Labeled a disruptive technology, it’s changing the landscape of enterprise software development, distribution, and consumption. Open source software is grounded in the strength of its communities. This report and interview series examine how to engage and successfully maintain such communities.
I’d like to start by pointing out, the community, is kind of creepy. Everytime I read an article about Free or Open Source software, I see the community mentioned. Nowadays I can’t read that phrase without hearing some sort of dark and foreboding music in the background, like something out of an early black and white film. Or maybe it’s the chant of the circus freaks in Tod Browning’s aptly title film, Freaks, endlessly repeating “Gooble-gobble, gooble-gobble, We will make her one of us.”

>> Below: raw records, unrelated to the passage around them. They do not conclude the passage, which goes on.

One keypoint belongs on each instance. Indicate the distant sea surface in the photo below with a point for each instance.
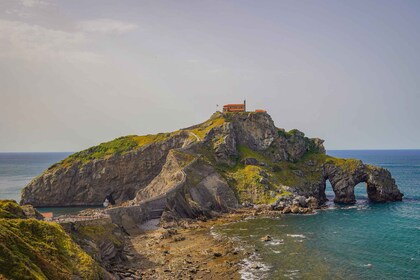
(363, 241)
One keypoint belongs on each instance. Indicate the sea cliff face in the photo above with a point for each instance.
(34, 249)
(231, 159)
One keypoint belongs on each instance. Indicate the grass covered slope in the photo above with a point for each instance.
(118, 146)
(32, 249)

Fortunately there is meaning behind this open source community. It’s not simply propaganda and that’s why I think this is an interesting read. Instead of just chanting over and over, the community, it attempts to explain what this community is and it does so with insight into how it’s changing things in the enterprise software industry. Something most community-chanting articles miss. Especially pertinent is at the end of the article, when the author points out how it’s the community that is the really significant thing about the whole open source software phenomenon. Things are changing, disrupting they say, so we’d better not pout, and we’d better not give naughty vendors the time of day when they tell us they’ll give us the source code under a non-disclosure agreement.
Read on for the next few days, he promises interviews with well-known community leaders Jeff Bates (from Slashdot), Karl Fogel (on the development end of things from the Subversion project), and Louis Suárez-Potts, who heads-up the OpenOffice.org project. All of whom, I’d expect have interesting points to make and the experience to back it up.